— Вот скажи мне, зачем ты фотографировал эти качели? — спрашивал он меня, рассматривая мои снимки. — Или вот этот грузовик зачем снимал, а?
— Качели забавные, — говорил я печально, — а грузовик мощный, страшный.
— Конечно, качели забавные, а грузовик мощный, — почти отчаянно говорил Начальник. — Но они сами по себе такие. Качели забавные, а фотография твоя не забавная, понимаешь? Ты же не грузовик должен фотографировать, а сделать фотографию, на которой будет грузовик. Грузовик, который мимо тебя ехал, был большой, мощный и страшный. А фотография у тебя никакая. Тебе было страшно, громко, ты видел мощь этого грузовика, так? А как это можно увидеть на фотографии? На твоей фотографии не видно, что грузовик мощный. И что тебе страшно, тоже не видно. Ничего не видно! Только вот грузовик и всё. Или вот качели в саду. Сами они забавные. Наверное, забавные.

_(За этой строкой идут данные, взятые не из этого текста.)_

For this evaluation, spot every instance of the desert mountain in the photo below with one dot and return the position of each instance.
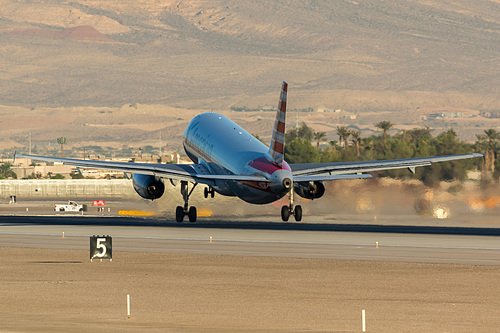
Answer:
(213, 54)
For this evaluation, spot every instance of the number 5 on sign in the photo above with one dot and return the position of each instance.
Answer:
(100, 247)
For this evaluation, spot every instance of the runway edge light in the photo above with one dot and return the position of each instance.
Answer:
(128, 305)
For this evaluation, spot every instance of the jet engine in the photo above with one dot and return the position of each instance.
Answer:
(310, 190)
(148, 187)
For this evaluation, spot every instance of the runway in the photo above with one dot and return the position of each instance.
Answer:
(479, 246)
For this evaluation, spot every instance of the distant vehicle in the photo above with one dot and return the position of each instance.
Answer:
(232, 162)
(72, 206)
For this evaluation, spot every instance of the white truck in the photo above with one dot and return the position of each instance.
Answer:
(72, 206)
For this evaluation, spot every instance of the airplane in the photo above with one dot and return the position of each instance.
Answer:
(232, 162)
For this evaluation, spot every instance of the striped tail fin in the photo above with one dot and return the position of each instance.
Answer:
(277, 148)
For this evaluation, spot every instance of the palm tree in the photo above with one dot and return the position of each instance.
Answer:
(343, 133)
(319, 136)
(356, 139)
(492, 135)
(385, 126)
(62, 141)
(333, 143)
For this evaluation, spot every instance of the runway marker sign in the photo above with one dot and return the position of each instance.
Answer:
(101, 247)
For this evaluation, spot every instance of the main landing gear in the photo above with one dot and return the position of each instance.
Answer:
(291, 209)
(180, 212)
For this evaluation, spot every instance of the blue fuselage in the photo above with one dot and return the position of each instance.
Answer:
(223, 147)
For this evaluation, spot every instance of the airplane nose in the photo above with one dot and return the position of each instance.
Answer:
(287, 183)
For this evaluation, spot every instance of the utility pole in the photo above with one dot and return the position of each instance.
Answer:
(161, 150)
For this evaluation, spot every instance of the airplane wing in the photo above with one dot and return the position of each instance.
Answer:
(345, 168)
(189, 172)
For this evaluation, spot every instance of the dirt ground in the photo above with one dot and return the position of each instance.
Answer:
(60, 290)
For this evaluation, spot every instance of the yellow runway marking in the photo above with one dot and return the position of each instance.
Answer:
(136, 213)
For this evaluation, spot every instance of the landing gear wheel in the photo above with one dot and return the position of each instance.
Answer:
(209, 191)
(192, 214)
(285, 213)
(298, 213)
(179, 214)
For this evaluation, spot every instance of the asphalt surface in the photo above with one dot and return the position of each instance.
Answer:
(404, 243)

А фотография у тебя скучная, неживая… никакая! — он горячился и тыкал пальцем в мои снимки. — Я должен чувствовать, видеть и понимать, почему ты снял то или другое, какое у тебя было настроение, что ты почувствовал, что ты увидел в этих качелях или в этом, чёртовом, грузовике. В твоей фотографии должно чувствоваться, что ты этим хотел сказать, какие переживания передать, — тут он налил себе чаю, хотел отпить, но не отпил, а поставил чашку на стол. — Все ходят по одному и тому же городу, полю или лесу. Все! И никто ничего не видит. А ты должен увидеть, как тут упал свет, как солнце отразилось в стекле троллейбуса, как заблестели капельки росы на паутине в траве, как, чёрт возьми, улыбается девушка, которая сидит на остановке и чего-то ждёт. Но ты должен не это всё сфотографировать, а сделать фотографию. Ты должен сразу видеть, стараться увидеть, как это будет всё на фотографии, а не как оно есть на самом деле. Если просто смотреть в окно, там за окном что? Ну, что там за окном?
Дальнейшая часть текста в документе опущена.